Charlotte Delbo, Auschwitz et après (2), Minuit, p. 91.

Cécile Carret, 27 août 2009
mémoire

– J’arrive ! hurla-t-il.

C’étaient ces voix exigeantes, toujours les mêmes, dont les sonorités lui perçaient la mémoire jusqu’aux couches les plus primitives, jusqu’à la strate première de sa naissance et même avant, jusqu’à la période du dortoir, quand ses grands-mères manipulaient sa forme embryonnaire et feulaient au-dessus de lui pour lui transmettre leur vision du monde.

Il écarta le rideau, il sortit. Il se tint sur le seuil pendant cinq minutes, massif comme un yack.

— J’écoutais un quatuor de Baldakchan, dit-il.

Antoine Volodine, Des anges mineurs, Seuil, p. 178.

Cécile Carret, 3 oct. 2010
frappe

Plus je lis de ces livres intéressants mais pas déterminants, plus me hante cette nécessité d’une frappe verbale exacte. Gifle ou caresse, mais précise, exactement mesurée, impeccablement juste.

Antoine Émaz, Cuisine, publie.net, p. 262.

Cécile Carret, 2 fév. 2012
imperméables

Ils étaient liés par cette morne parenté des pauvres, pour qui les liens de sang ne signifient que fort peu : n’ayant pas de souvenirs agréables en commun, ils se contentent de vivre côte à côte, sans cesser de travailler, repliés sur soi, imperméables, à des années-lumière les uns des autres.

Dezsö Kosztolányi, Anna la douce, Viviane Hamy, p. 91.

Cécile Carret, 4 août 2012
horloges

Pour moi, le bruit du Temps n’est pas triste : j’aime les cloches, les horloges, les montres — et je me rappelle qu’à l’origine, le matériel photographique relevait des techniques de l’ébénisterie et de la mécanique de précision : les appareils, au fond, étaient des horloges à voir, et peut-être en moi, quelqu’un de très ancien entend encore dans l’appareil photographique le bruit vivant du bois.

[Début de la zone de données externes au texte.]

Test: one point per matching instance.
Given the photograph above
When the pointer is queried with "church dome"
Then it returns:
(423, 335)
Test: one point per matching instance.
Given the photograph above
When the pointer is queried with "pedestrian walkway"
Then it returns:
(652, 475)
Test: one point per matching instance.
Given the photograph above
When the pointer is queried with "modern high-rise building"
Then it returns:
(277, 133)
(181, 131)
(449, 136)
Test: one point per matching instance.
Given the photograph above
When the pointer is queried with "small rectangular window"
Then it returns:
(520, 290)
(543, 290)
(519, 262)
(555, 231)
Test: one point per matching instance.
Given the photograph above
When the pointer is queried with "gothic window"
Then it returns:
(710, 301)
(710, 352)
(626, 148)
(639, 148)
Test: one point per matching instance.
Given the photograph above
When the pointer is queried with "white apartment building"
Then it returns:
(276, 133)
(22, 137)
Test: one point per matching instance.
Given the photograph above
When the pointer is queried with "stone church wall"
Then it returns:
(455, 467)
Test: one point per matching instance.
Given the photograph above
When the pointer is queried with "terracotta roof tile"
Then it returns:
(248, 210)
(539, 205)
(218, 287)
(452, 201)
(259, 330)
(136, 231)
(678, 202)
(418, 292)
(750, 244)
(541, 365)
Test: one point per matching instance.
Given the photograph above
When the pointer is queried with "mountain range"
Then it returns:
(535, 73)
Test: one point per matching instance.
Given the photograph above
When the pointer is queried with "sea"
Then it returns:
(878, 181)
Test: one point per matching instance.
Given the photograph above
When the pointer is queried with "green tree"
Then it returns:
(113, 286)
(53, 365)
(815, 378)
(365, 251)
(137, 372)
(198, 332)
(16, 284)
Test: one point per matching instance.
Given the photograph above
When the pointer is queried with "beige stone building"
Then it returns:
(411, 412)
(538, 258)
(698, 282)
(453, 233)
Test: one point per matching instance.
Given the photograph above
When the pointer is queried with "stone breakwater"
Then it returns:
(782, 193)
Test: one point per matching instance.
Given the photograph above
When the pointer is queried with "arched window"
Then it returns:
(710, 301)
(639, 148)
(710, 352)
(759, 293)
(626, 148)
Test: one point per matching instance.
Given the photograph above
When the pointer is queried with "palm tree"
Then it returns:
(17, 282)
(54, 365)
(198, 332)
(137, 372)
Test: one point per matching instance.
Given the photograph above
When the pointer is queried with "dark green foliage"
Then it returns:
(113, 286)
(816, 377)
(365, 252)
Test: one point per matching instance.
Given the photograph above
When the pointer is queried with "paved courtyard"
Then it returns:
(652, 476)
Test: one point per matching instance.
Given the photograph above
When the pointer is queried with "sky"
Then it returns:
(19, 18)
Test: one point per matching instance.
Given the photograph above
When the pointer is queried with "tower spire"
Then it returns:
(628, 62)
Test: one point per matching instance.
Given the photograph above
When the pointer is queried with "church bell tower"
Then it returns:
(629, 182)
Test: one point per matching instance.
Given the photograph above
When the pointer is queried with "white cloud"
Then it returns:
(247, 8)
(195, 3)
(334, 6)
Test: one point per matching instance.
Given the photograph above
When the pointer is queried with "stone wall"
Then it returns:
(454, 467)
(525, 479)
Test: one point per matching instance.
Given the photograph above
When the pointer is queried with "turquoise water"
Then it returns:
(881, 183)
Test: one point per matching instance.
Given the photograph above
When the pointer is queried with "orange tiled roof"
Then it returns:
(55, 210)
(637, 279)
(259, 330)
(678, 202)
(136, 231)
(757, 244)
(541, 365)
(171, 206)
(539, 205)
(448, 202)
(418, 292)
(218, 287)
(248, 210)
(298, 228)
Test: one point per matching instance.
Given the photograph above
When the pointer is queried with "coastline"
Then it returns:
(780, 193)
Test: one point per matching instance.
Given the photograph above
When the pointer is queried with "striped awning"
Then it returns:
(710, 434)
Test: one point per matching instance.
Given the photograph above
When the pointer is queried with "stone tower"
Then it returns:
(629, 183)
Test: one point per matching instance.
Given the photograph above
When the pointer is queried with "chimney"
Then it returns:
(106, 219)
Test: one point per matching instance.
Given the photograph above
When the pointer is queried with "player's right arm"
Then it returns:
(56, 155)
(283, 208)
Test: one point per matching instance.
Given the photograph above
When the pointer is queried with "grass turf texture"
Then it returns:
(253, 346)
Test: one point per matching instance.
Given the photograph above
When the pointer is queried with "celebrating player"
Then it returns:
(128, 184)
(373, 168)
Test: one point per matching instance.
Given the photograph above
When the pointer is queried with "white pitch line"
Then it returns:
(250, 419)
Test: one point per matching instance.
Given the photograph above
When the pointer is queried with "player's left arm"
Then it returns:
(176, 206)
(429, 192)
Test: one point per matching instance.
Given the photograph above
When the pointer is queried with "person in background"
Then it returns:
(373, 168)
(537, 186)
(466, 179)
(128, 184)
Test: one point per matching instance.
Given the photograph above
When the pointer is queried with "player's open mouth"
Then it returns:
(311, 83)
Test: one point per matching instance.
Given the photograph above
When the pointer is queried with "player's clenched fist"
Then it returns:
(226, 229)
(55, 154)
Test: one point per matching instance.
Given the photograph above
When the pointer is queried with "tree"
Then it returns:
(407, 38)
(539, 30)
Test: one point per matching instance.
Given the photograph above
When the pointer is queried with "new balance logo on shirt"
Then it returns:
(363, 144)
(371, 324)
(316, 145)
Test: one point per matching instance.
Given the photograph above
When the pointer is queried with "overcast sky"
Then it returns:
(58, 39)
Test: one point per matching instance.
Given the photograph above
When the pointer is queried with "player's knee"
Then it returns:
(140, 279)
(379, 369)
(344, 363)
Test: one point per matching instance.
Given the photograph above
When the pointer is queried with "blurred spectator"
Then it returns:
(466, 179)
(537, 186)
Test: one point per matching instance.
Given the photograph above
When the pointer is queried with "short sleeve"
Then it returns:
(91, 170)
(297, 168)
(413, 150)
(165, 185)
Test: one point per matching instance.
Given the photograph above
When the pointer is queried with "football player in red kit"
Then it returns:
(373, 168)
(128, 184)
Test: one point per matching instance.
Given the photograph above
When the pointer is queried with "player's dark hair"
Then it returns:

Roland Barthes, La chambre claire. Note sur la photographie, Gallimard/Le Seuil, pp. 32-33.

David Farreny, 14 juin 2015
marcher

Traverser un jardin, ce n’est pas marcher.

Baldomero Fernández Moreno, « Air aphoristique », Le papillon et la poutre.

David Farreny, 7 juil. 2015
manche

Plutôt le râteau que le fiasco – au moins a-t-il un manche.